Jamie McDonald

Jamie McDonaldJamie McDonald is a nationally known thinker and leader on social impact and movement building. Jamie serves as an advisor to socially motivated leaders at large companies, cutting edge startups, and nonprofits. Jamie is also the chief strategy officer for GivingTuesday, the global generosity movement.

In 2011, Jamie founded GiveCorps, a community building and online giving SaaS software platform that was acquired by Network for Good, the nation’s largest online charitable giving company, in 2015. Before becoming an entrepreneur, Jamie was a managing director at Deutsche Bank/Alex. Brown, where she enjoyed a 16-year career, and led several groups within investment banking, including the Private Equity Coverage Group, managing relationships with DB Alex. Brown’s private equity clients.

In 2015, Jamie was honored to speak to Giving Pledge members at the launch of American Philanthropy, the Smithsonian Museum of American History’s new permanent collection on philanthropy in the United States. She has also been featured in publications including The Wall Street Journal, the Huffington Post, The Chronicle of Philanthropy, the White House Social Innovation Blog, NTEN, The Baltimore Sun, and many others. She is featured in the recently released book, Women Make Great Leaders, by bestselling author Jill Griffin.

Jamie is deeply engaged in her beloved city of Baltimore. She was named Maryland Innovator of the Year in 2012. She was named one of Baltimore Business Journal’s “40 under 40.” She received the SiloBreaker award from Betamore in 2016. She received the Downtown Partnership’s award for impact on Baltimore in 2016. She received the William Donald Schaefer award for the City of Baltimore in 2017. She was recognized as an Activist to Watch in 2017.

Jamie McDonald attended Cornell University for graduate school, focusing on International Development in a joint program between the College of Human Ecology and the Johnson Graduate School of Management. She graduated Summa Cum Laude from Philadelphia University.

Discussion guide

Many challenges populate the landscape, not only in philanthropy, as we grapple with an increasingly digital age. Women Give 2020 addresses three challenges from a donor perspective for philanthropy in the digital age—rethinking the definition of philanthropy itself, issues around curating organizations and building trust, and defining community. Is technology fulfilling its promise in philanthropy?

There are more questions than answers. Does technology empower us to give? Whom does it empower and is it empowering a more diverse community of donors? How has the rise of online giving affected donor engagement, loyalty, and retention? How are social and digital platforms addressing implicit bias while also making giving more accessible?

Data limitations and privacy issues around data are also challenges in understanding the digital fundraising landscape more fully. Although technology is ubiquitous, it is critical to remember that for fundraising it is still in adolescent stages.

DISCOVER research about technology and giving


  1. Describe your experiences with technology and fundraising personally and professionally. Do you give more online or through more traditional ways?
  2. Is technology an asset or a liability for donors? How does it help and how does it hinder the donor experience?
  3. How can technology enhance the donor experience?
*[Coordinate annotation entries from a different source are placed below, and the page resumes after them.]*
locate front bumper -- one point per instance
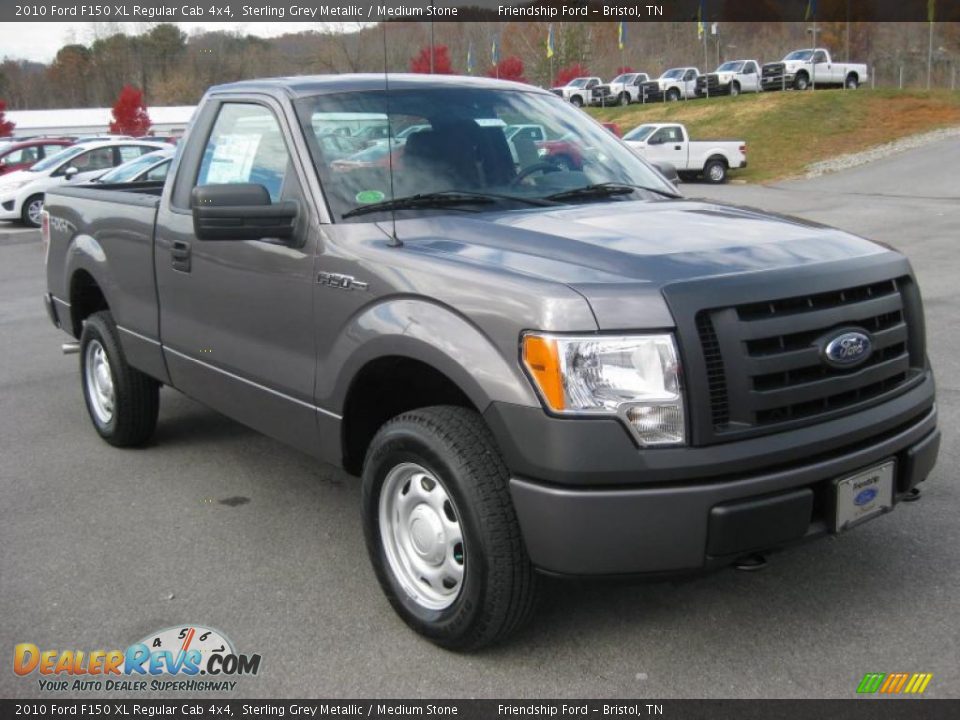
(593, 512)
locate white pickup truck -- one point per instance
(811, 67)
(731, 78)
(622, 90)
(578, 91)
(674, 84)
(669, 143)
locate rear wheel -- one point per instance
(715, 171)
(441, 530)
(123, 402)
(32, 212)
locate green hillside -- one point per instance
(786, 131)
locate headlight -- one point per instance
(634, 377)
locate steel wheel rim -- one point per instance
(421, 536)
(99, 381)
(35, 211)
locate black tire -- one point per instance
(499, 585)
(715, 172)
(136, 397)
(25, 212)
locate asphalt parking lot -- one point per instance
(214, 524)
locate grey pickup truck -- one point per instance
(534, 369)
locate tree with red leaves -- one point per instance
(130, 113)
(510, 68)
(565, 75)
(6, 126)
(441, 60)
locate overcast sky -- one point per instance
(40, 41)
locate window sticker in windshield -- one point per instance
(366, 197)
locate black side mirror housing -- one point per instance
(240, 211)
(668, 171)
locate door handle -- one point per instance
(180, 255)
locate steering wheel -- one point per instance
(543, 167)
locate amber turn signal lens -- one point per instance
(541, 359)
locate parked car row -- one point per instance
(799, 70)
(33, 167)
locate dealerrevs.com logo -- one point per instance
(188, 658)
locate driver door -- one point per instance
(236, 316)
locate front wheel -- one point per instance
(715, 171)
(32, 212)
(123, 402)
(441, 530)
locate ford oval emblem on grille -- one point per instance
(847, 349)
(865, 496)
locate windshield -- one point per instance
(640, 133)
(128, 171)
(463, 146)
(55, 160)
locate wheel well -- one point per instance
(86, 298)
(383, 389)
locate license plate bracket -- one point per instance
(863, 495)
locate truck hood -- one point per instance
(617, 254)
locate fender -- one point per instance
(434, 334)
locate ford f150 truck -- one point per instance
(579, 91)
(670, 143)
(622, 90)
(805, 68)
(532, 369)
(731, 78)
(674, 84)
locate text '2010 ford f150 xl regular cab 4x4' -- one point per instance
(533, 368)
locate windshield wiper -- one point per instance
(606, 190)
(443, 198)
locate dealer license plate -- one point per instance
(862, 496)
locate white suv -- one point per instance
(21, 192)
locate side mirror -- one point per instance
(668, 171)
(241, 211)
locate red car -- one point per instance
(23, 154)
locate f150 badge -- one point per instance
(340, 282)
(847, 349)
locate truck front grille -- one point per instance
(764, 364)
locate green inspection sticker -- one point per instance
(365, 197)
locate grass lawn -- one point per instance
(786, 131)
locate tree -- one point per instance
(568, 73)
(441, 60)
(130, 113)
(6, 126)
(510, 68)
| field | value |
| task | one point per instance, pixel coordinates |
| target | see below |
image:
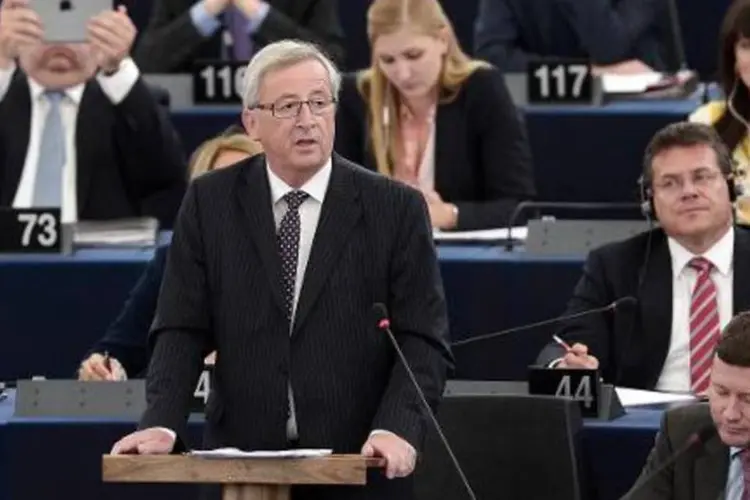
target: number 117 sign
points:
(560, 82)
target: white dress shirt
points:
(116, 87)
(675, 376)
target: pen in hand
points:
(562, 343)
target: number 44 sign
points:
(35, 230)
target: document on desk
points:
(488, 235)
(237, 453)
(639, 397)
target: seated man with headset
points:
(690, 276)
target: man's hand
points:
(19, 26)
(578, 357)
(442, 215)
(152, 441)
(111, 34)
(95, 368)
(399, 455)
(248, 7)
(216, 7)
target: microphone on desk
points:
(618, 304)
(562, 205)
(384, 324)
(695, 441)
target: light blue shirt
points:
(736, 477)
(206, 24)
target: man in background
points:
(616, 36)
(79, 129)
(183, 31)
(690, 275)
(717, 464)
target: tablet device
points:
(66, 20)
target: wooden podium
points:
(241, 478)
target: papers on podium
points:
(237, 453)
(639, 397)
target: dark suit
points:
(482, 156)
(171, 43)
(632, 343)
(510, 33)
(129, 161)
(126, 337)
(372, 244)
(699, 474)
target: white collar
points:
(315, 187)
(720, 255)
(74, 93)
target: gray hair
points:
(280, 55)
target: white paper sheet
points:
(516, 233)
(639, 397)
(237, 453)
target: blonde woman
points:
(122, 351)
(427, 114)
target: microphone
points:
(627, 301)
(384, 324)
(694, 441)
(582, 206)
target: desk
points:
(53, 308)
(34, 445)
(580, 153)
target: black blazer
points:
(482, 155)
(171, 43)
(129, 160)
(699, 474)
(372, 244)
(126, 338)
(511, 33)
(632, 343)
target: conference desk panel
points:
(53, 308)
(581, 153)
(60, 459)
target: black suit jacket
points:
(511, 33)
(129, 161)
(699, 474)
(372, 244)
(482, 155)
(171, 43)
(632, 343)
(126, 338)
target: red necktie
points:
(704, 325)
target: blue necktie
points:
(48, 186)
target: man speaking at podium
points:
(276, 264)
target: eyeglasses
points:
(701, 179)
(292, 109)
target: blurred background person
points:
(79, 129)
(720, 465)
(182, 31)
(689, 276)
(619, 36)
(730, 116)
(428, 115)
(122, 352)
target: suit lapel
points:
(656, 305)
(445, 133)
(93, 116)
(710, 470)
(16, 137)
(338, 216)
(254, 196)
(741, 264)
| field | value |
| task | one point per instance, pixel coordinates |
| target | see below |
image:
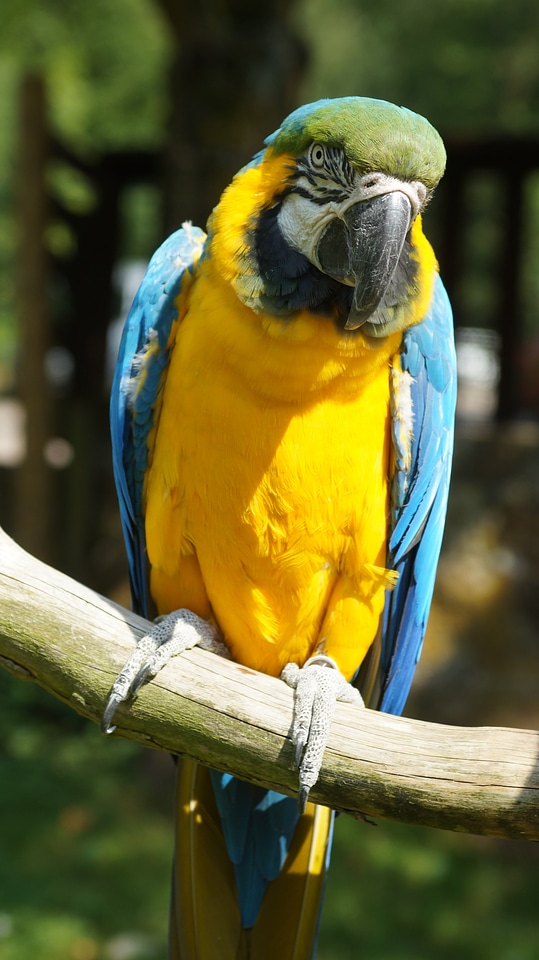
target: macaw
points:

For example, where have you seen or experienced effective donor engagement, customer service, and stewardship using technology?
  4. As a donor, how has technology affected the ways you choose to receive information about the causes you support?
  5. Although 80 percent of Americans own smartphones, digital divides still exist in this country by age, income, and access to high speed internet. What are ways to insure that the technology used is accessible to all?
  6. What are the obstacles to your organization’s ability to fully harness technology for good? How might the organization overcome them?
  7. Trust is a core value of the nonprofit sector – the trust that exists between donors and the organizations they support is a contract. How does trust factor into a discussion about the risks and rewards of technology and giving?